La sanction du TEG TAEG erroné des prêts aux particuliers est un régime dont la géométrie varie selon le fondement juridique de la demande en justice.
Le double plafonnement en 2016 de la sanction de l’erreur de TEG TAEG des prêts immobiliers aux particuliers à 30 % des intérêts dans la limite de 30 000 € n’est pas une fatalité. La substitution de l’intérêt contractuel par l’intérêt légal reste d’actualité.
Focus sur le régime de sanction du TEG TAEG des particuliers.

Les sanctions du TEG TAEG erroné

La dualité des sanctions

La déchéance du droit aux intérêts est prévue par les lois des 10 janvier 1978 et 13 juillet 1979 sur les crédits aux particuliers qui ont été codifiées dans le Code de la consommation en 1993.

Les lois de 78 et 79 prévoyaient la déchéance du droit aux intérêts pour le cas où la banque ne respectait pas les règles spéciales gouvernant l’offre de crédit :

  1. déchéance des intérêts pour les prêts mobiliers ;
  2. déchéance des intérêts en totalité ou dans la proportion fixée par le juge pour les prêts immobiliers.

Ces déchéances perdurent dans le code de la consommation, certaines d’entre-elles, dont la mention inexistante ou erronée du TEG TAEG, sont limitées à 30 % des intérêts plafonnées à 30 000 € par l’article L 341-25 de ce Code dans sa rédaction issue de l’ordonnance 2016-351 du 25 mars 2016.

Parallèlement aux lois de 78 et 79, la Cour de cassation élaborait les conséquences juridiques qu’il convenait de titer de la création du TEG par la loi du 28 décembre 1966. Sa réflexion achevée fut délivrée dans un arrêt publié de la 1ère Chambre du 24 juin 1981 n° 80-12903 : La mention écrite du TEG dans le contrat de prêt est une condition de validité de la stipulation d’intérêt.

Déchéance du droit aux intérêts et nullité de la stipulation d’intérêt devaient alors fatalement cohabiter.

Des sanctions de nature fondamentalement différente

La 1ère Chambre a fait du TEG TAEG l’instrument de mesure du consentement à la stipulation d’intérêt : L’erreur sur le TEG TAEG révèle l’absence de consentement de l’emprunteur au coût global du crédit.

Le TEG TAEG erroné de plus de 0,1 % en défaveur de l’emprunteur démontre son absence de consentement au coût du crédit et, à ce titre, fonde une action en nullité de la clause de stipulation d’intérêt du contrat de prêt.

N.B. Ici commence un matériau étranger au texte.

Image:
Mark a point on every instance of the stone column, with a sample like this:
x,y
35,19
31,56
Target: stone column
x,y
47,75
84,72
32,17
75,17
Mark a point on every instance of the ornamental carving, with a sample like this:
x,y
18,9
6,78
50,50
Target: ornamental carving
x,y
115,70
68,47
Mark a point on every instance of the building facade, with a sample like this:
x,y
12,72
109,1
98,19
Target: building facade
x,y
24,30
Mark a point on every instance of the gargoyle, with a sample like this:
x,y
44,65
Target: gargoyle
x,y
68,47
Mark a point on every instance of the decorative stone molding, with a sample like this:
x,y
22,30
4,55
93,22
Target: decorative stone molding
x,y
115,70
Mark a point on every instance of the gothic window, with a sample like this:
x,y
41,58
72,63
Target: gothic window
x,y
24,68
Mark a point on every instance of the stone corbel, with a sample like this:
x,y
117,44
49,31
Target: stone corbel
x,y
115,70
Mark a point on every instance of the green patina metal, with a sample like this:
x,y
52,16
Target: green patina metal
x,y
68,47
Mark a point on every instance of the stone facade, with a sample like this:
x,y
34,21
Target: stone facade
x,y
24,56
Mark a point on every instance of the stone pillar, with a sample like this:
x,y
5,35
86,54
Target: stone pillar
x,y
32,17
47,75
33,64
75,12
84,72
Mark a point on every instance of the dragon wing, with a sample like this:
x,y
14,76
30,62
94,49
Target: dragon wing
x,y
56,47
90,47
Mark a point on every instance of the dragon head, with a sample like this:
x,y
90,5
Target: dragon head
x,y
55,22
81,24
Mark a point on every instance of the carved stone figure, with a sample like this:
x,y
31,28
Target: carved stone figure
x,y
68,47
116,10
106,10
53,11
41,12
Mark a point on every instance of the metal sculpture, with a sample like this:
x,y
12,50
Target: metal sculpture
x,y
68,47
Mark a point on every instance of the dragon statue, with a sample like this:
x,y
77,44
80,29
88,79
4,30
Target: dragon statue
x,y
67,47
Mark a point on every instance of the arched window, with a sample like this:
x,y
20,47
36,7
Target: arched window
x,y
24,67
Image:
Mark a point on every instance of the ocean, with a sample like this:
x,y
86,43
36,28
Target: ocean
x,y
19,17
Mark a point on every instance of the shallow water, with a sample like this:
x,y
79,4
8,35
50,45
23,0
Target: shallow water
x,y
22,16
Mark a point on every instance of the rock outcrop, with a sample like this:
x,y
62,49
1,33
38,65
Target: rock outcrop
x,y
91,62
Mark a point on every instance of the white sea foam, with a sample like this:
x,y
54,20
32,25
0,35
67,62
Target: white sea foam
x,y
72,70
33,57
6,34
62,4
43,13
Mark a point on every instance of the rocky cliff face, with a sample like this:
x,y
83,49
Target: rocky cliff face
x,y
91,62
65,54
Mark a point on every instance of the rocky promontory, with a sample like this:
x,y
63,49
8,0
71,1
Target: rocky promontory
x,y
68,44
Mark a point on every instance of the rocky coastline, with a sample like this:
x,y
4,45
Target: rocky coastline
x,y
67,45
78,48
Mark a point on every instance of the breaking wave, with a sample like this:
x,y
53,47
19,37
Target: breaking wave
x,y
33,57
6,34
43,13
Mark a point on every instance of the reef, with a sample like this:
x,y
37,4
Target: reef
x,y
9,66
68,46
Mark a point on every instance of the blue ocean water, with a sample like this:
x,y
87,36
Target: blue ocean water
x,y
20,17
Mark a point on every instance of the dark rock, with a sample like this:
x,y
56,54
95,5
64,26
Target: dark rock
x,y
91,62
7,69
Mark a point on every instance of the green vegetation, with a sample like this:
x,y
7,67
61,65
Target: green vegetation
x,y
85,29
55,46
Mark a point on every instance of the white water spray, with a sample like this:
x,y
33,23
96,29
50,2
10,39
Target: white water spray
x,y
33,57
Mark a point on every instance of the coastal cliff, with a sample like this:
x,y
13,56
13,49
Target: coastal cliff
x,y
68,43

Le juge qui constate ce défaut de consentement n’a alors d’autre choix que d’appliquer au contrat de prêt le taux de l’intérêt légal.

A l’inverse, le manquement de la banque aux règles spéciales gouvernant la formation du contrat de prêt, dont la mention d’un TEG TAEG nécessairement exact, ne relève pas du droit des obligations.

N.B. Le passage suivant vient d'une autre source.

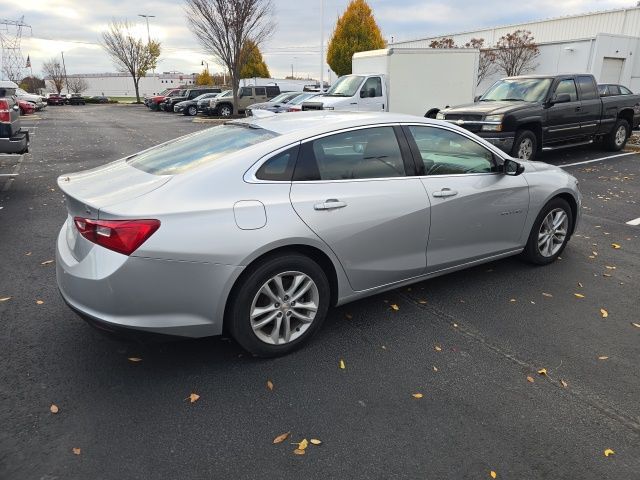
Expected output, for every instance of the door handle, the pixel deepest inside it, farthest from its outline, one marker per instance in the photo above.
(330, 204)
(445, 192)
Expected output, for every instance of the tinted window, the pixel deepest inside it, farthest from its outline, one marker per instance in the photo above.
(444, 152)
(198, 149)
(279, 167)
(587, 88)
(366, 153)
(567, 86)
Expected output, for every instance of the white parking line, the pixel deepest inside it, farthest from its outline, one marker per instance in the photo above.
(597, 159)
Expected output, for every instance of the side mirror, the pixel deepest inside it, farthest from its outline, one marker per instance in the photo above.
(511, 167)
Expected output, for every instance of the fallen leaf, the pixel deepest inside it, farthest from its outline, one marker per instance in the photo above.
(281, 438)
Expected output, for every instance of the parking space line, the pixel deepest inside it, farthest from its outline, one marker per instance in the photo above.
(597, 159)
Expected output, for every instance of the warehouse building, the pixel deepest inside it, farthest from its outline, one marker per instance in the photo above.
(605, 44)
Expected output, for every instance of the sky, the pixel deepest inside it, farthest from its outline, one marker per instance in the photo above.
(74, 26)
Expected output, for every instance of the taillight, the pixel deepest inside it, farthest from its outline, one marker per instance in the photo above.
(122, 236)
(5, 113)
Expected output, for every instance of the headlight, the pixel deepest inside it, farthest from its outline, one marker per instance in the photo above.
(493, 128)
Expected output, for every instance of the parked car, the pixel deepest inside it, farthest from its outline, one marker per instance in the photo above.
(26, 108)
(276, 105)
(12, 138)
(246, 96)
(609, 89)
(190, 107)
(168, 103)
(306, 211)
(528, 114)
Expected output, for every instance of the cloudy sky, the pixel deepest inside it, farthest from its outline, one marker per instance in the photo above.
(74, 26)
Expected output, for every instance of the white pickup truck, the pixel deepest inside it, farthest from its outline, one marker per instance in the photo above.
(416, 81)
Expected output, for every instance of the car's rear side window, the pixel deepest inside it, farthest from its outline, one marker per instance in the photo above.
(199, 149)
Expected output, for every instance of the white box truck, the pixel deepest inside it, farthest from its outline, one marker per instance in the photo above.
(416, 81)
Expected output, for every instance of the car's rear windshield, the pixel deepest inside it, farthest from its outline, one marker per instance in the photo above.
(199, 149)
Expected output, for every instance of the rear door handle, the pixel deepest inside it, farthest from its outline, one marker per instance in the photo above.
(445, 192)
(330, 204)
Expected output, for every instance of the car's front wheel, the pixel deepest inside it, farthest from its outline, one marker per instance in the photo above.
(550, 233)
(279, 305)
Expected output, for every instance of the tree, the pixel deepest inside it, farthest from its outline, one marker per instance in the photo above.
(130, 54)
(355, 31)
(516, 52)
(253, 64)
(224, 27)
(54, 74)
(486, 64)
(447, 42)
(77, 84)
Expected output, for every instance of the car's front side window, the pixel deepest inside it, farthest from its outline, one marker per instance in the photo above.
(357, 154)
(444, 152)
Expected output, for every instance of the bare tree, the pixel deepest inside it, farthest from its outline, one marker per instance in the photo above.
(223, 27)
(77, 84)
(54, 74)
(130, 54)
(486, 63)
(516, 52)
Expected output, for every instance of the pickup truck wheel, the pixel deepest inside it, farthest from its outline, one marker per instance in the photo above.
(617, 139)
(525, 145)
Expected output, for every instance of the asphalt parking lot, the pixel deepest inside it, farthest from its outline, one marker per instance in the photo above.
(472, 343)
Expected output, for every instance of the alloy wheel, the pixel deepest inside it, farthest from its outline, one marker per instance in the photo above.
(284, 307)
(553, 232)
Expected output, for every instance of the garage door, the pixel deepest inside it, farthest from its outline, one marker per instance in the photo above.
(611, 70)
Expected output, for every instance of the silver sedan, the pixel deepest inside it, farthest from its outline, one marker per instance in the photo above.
(260, 225)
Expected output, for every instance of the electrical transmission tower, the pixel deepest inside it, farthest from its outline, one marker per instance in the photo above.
(12, 60)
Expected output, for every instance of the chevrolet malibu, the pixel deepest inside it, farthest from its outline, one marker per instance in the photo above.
(260, 225)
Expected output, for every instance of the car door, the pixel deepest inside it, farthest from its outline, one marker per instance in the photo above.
(476, 211)
(371, 98)
(563, 119)
(355, 190)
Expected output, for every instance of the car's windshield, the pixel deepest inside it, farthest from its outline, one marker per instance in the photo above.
(345, 86)
(198, 149)
(518, 89)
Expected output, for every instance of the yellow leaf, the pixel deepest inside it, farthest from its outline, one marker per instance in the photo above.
(281, 438)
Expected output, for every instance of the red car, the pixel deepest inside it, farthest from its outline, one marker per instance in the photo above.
(26, 108)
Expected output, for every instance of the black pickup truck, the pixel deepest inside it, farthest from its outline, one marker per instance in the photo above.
(529, 114)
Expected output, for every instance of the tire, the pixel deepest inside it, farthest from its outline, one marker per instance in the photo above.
(525, 145)
(617, 138)
(250, 297)
(536, 250)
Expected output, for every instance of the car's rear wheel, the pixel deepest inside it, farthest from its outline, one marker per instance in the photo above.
(550, 233)
(279, 305)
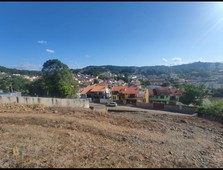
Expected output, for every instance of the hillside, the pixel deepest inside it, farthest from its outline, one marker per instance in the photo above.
(82, 138)
(203, 69)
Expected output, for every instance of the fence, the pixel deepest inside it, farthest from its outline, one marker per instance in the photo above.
(57, 102)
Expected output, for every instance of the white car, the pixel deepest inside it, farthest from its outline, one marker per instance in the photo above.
(113, 104)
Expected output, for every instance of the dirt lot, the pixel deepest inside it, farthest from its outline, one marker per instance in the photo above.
(36, 136)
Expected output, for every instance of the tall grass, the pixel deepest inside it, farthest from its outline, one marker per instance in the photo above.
(214, 108)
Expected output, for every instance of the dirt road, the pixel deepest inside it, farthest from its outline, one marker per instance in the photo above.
(36, 136)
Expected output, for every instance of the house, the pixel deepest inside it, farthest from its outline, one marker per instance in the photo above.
(125, 94)
(95, 93)
(129, 95)
(116, 91)
(167, 95)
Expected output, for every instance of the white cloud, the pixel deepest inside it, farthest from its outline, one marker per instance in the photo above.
(28, 66)
(42, 42)
(165, 60)
(177, 59)
(50, 51)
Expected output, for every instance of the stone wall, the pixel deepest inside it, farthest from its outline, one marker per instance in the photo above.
(171, 108)
(83, 103)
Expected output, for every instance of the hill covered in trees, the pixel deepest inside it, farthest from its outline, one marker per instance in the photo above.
(203, 69)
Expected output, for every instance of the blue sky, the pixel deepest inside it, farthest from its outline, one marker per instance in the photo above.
(80, 34)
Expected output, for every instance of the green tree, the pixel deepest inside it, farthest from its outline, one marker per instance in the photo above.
(57, 81)
(15, 84)
(193, 94)
(218, 92)
(96, 81)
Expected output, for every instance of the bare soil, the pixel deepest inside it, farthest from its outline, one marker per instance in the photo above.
(84, 138)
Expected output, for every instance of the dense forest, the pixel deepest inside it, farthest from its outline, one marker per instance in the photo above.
(197, 69)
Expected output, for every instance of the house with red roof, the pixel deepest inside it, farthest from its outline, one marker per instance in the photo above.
(95, 92)
(125, 94)
(167, 95)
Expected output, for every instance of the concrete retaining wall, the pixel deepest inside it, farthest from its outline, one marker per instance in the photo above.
(171, 108)
(57, 102)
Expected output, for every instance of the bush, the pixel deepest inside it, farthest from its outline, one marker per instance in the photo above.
(215, 108)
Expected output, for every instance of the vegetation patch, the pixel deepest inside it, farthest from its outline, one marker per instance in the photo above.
(215, 109)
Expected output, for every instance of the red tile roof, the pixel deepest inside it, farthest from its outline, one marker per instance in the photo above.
(93, 89)
(168, 90)
(131, 90)
(119, 88)
(150, 92)
(98, 89)
(87, 89)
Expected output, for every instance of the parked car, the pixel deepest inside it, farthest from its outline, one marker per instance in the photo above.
(113, 104)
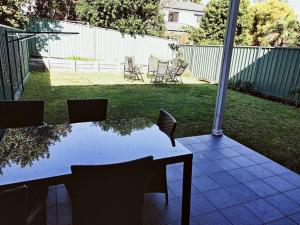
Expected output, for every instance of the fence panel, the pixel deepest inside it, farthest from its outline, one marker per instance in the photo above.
(14, 63)
(272, 71)
(92, 42)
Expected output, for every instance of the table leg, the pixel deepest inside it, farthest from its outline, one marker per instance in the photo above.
(186, 191)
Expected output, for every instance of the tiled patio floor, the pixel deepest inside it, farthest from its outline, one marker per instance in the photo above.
(232, 185)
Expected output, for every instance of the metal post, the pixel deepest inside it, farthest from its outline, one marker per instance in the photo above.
(225, 67)
(2, 79)
(9, 68)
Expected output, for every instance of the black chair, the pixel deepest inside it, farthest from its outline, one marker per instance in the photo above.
(17, 209)
(109, 194)
(21, 113)
(158, 175)
(166, 123)
(87, 110)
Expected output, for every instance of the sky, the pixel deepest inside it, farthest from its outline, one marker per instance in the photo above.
(295, 4)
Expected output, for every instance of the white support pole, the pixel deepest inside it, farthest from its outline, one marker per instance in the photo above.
(225, 67)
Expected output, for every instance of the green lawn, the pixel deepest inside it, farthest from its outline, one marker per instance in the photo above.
(270, 128)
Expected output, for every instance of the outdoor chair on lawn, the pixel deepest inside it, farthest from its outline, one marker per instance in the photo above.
(109, 194)
(132, 69)
(152, 66)
(174, 64)
(87, 110)
(17, 209)
(161, 73)
(174, 76)
(16, 114)
(158, 176)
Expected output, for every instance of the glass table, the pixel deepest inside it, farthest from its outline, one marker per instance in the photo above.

Ces règles spéciales sont assorties par la loi de la sanction particulière qu’est la déchéance d’un droit. Quatre arrêts publiés de la 1ère Chambre dessinent le contour de la déchéance du droit aux intérêts :

la déchéance du droit aux intérêts est une sanction civile dont la loi laisse à la discrétion du juge tant l’application que la détermination du montant ;
 
l’emprunteur qui sollicite la déchéance du droit aux intérêts ne fait valoir qu’une prétention à l’issue incertaine qui n’est pas constitutive d’un droit.
 
la déchéance du droit aux intérêts est une sanction civile laissée à la discrétion du juge, par nature incertaine et ne pouvant faire naître une espérance légitime.

Nous sommes clairement en présence de l’exercice d’une fonction répressive bien plus familière au juge correctionnel qu’au juge civil.

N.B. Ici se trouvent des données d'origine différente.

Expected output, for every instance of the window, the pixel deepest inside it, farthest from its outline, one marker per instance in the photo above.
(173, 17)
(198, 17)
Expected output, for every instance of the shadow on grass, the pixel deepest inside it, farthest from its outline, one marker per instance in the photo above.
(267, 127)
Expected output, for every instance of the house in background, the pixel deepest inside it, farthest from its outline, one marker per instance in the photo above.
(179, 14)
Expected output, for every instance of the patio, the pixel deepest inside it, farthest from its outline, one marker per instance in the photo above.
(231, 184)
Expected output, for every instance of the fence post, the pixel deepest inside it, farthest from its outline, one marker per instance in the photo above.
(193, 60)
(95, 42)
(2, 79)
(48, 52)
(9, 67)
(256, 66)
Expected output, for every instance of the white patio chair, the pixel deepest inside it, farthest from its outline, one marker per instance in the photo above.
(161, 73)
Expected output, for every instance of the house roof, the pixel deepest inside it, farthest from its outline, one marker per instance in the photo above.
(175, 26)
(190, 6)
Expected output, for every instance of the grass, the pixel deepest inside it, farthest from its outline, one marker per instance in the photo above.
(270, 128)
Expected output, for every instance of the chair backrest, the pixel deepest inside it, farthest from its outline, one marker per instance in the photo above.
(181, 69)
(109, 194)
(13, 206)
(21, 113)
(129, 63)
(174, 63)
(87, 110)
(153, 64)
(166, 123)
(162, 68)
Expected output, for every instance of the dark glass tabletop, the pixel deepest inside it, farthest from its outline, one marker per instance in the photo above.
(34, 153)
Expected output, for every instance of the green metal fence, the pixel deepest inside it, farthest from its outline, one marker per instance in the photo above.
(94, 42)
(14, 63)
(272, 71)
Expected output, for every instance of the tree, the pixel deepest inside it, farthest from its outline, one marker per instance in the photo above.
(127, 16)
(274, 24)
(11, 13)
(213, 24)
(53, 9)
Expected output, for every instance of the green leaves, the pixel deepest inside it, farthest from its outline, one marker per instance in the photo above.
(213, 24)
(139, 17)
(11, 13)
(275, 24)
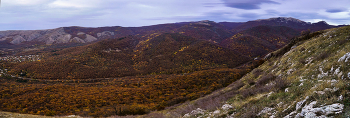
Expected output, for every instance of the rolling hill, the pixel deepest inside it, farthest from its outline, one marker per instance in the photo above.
(116, 70)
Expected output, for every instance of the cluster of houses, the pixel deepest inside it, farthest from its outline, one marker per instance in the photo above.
(21, 58)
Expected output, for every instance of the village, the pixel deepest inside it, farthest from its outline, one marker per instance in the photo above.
(21, 58)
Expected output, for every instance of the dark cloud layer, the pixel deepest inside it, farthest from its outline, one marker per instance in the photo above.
(335, 10)
(247, 4)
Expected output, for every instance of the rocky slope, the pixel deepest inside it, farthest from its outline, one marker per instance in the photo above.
(310, 80)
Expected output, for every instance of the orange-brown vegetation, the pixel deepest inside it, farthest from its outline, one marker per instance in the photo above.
(119, 96)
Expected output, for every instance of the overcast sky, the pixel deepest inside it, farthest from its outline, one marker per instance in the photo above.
(47, 14)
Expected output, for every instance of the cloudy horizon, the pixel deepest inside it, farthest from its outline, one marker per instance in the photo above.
(49, 14)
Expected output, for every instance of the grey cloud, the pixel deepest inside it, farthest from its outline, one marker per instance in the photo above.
(301, 15)
(335, 10)
(247, 4)
(272, 12)
(249, 15)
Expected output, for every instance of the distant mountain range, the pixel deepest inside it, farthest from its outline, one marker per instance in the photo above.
(107, 71)
(166, 48)
(207, 30)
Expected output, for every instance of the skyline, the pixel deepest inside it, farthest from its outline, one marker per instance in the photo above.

La nullité de la stipulation d’intérêt est la sanction d’un droit, en l’occurrence celui pour un cocontractant de ne pas se voire imposer une obligation contractuelle à laquelle il n’a pas consenti.

La déchéance du droit aux intérêts sanctionne des règles spéciales constitutives d’un véritable régime de police. L’unique dimension financière de la déchéance du droit aux intérêts lui confère la nature d’une amende civile, c’est à dire d’une fonction punitive et non-réparatrice.

Nous retrouvons d’ailleurs dans les arrêts publiés de la 1ère Chambre deux principes cardinaux du droit pénal :

  1. le principe de légalité : 10 mai 2000 n°97-17412 et 6 juin 2000 n°98-13164,
  2. le principe d’interprétation stricte : 29 octobre 2002 n°99-17333 et 13 novembre 2002 n°99-20579,
    et le juge civil de la déchéance du droit aux intérêts peut pratiquer la dispense de peine : Civ 1ère 30 septembre 2015 n°14-19266.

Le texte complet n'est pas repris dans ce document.